Reguläres Angebot ab 2027: Gratis STI-Tests

Die gratis Tests auf sexuell übertragbare Krankheiten haben sich bewährt: Der Gemeinderat hat entschieden, das Angebot regulär fortzuführen. Ab 2027 gilt es zudem für Menschen bis 30 Jahre.

Das Angebot der gratis STI-Tests wird regulär weitergeführt. (Symbolbild: Freepik.com)

Der Verein Sexuelle Gesundheit Zürich SeGZ hat mit den beiden Testzentren Checkpoint Zürich und TEST-IN ab Juni 2023 das Pilotprojekt «Gratistests für sexuell übertragbare Infektionen für Menschen aus der Stadt Zürich bis 25 Jahre oder mit einer KulturLegi» der Stadt Zürich, umgesetzt.

Wie einer Medienmitteilung von SeGZ zu entnehmen ist, geht diese kostenlose Beratung und Testung in ein reguläres Angebot über. Ab Juni 2027 können sich Menschen aus Zürich neu bis 30 Jahre oder mit einer KulturLegi kostenlos auf HIV und andere sexuell übertragbare Infektionen testen lassen.
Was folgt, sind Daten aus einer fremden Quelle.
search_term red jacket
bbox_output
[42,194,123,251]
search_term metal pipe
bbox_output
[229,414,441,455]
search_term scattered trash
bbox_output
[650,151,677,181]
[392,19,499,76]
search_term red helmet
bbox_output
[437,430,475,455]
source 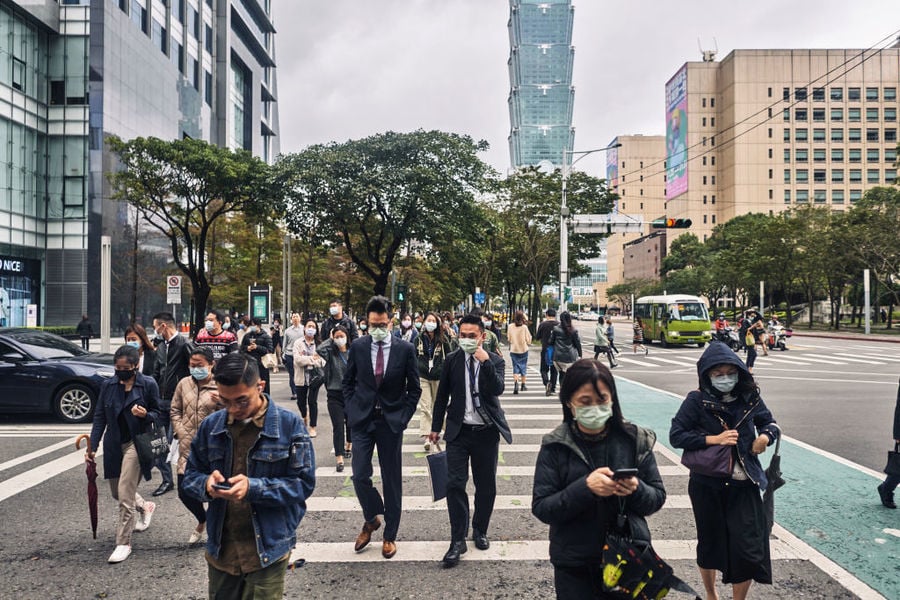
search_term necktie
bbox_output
[375,342,384,387]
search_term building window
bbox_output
[203,70,213,106]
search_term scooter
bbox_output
[766,325,794,352]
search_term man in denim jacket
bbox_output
[184,353,316,599]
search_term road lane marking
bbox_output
[0,436,75,471]
[290,529,800,564]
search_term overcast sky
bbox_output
[273,0,900,176]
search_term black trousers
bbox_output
[447,425,500,542]
[325,390,353,456]
[178,473,206,523]
[297,385,319,427]
[351,418,403,541]
[541,348,559,388]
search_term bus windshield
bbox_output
[668,302,709,321]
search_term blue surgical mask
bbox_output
[709,373,739,394]
[575,402,612,431]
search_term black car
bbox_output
[0,328,115,423]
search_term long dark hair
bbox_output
[559,358,634,435]
[559,311,575,336]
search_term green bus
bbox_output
[634,294,712,348]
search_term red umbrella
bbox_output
[75,434,97,540]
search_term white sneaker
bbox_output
[134,502,156,531]
[106,546,131,564]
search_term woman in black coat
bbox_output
[531,358,666,600]
[87,345,159,563]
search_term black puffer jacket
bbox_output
[531,423,666,567]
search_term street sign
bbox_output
[166,275,181,304]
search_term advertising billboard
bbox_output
[606,138,619,214]
[666,65,688,200]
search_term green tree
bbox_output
[277,130,492,294]
[107,136,273,327]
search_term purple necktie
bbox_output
[375,342,384,387]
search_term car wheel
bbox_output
[53,383,96,423]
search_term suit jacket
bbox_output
[431,350,512,444]
[343,335,422,433]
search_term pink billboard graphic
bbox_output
[666,65,688,200]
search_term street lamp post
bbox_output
[559,144,622,312]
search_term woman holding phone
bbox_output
[531,358,666,599]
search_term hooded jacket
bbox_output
[669,342,778,491]
[531,421,666,567]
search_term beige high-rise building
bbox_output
[607,44,900,292]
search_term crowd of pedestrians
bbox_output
[79,296,808,598]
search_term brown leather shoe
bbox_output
[353,517,381,552]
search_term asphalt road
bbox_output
[0,342,880,599]
[577,320,900,471]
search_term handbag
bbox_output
[598,499,700,600]
[134,419,169,465]
[681,444,734,478]
[884,442,900,477]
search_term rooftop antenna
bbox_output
[697,38,719,62]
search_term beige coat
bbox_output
[506,323,531,354]
[169,375,221,475]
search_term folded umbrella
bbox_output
[75,434,97,540]
[763,424,785,535]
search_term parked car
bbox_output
[0,328,115,423]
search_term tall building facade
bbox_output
[508,0,575,168]
[666,47,900,243]
[0,0,278,325]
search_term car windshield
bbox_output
[7,331,90,360]
[669,302,709,321]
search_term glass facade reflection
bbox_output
[508,0,575,167]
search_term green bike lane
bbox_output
[616,377,900,598]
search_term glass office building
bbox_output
[508,0,575,168]
[0,0,279,328]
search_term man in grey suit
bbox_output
[429,315,512,567]
[343,296,422,558]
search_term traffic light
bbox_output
[650,218,692,229]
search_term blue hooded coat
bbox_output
[669,342,778,491]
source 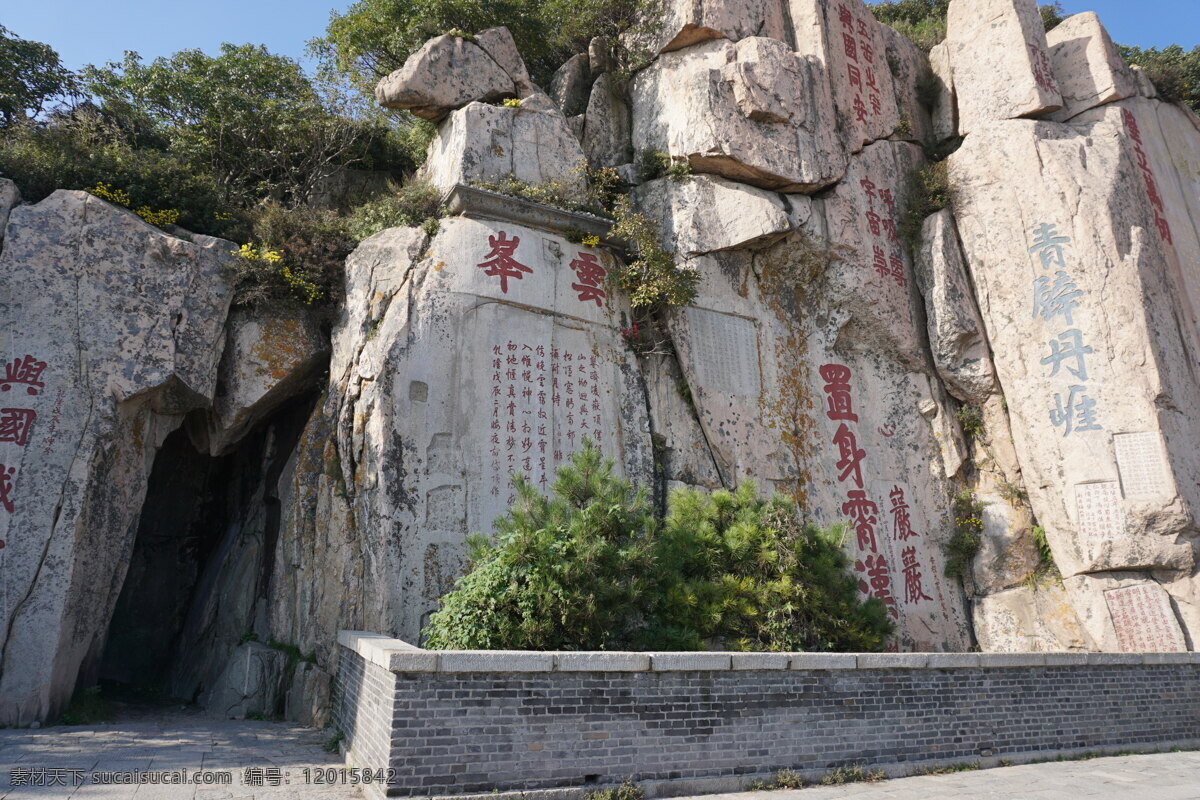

Ziel des Projekts war es, die Zugangsbarrieren für diese wichtige Prävention zu minimieren, um Infektionsketten frühzeitig zu unterbrechen und Hürden beim Zugang zu Beratung und Tests abzubauen. Durch das Projekt soll das Bewusstsein für sexuelle Gesundheit gestärkt und die Testbereitschaft erhöht werden. Nach zwei Jahren wurde eine positive Zwischenbilanz des Pilotprojekts gezogen, über die Stadtrat Andreas Hauri an einer Medienkonferenz berichtete:

Gratis Tests: Reguläres Angebot

Der Gemeinderat der Stadt Zürich hat am 7. Januar 2026 beraten, dieses erfolgreiche Projekt als reguläres Angebot fortzuführen und die Zielgruppe zu erweitern. Gemäss Medienmitteilung sagt Marco Denoth, Präsident der SeGZ: «Die SeGZ hat das Pilotprojekt umgesetzt und durfte so einen wichtigen Beitrag zur Senkung von sexuell übertragbaren Infektionen leisten. Wir sind sehr froh, dass es nun als reguläres Angebot weitergeführt wird». Denoth hat vor fast 8 Jahren die Forderung nach Gratistests im Gemeinderat gestellt.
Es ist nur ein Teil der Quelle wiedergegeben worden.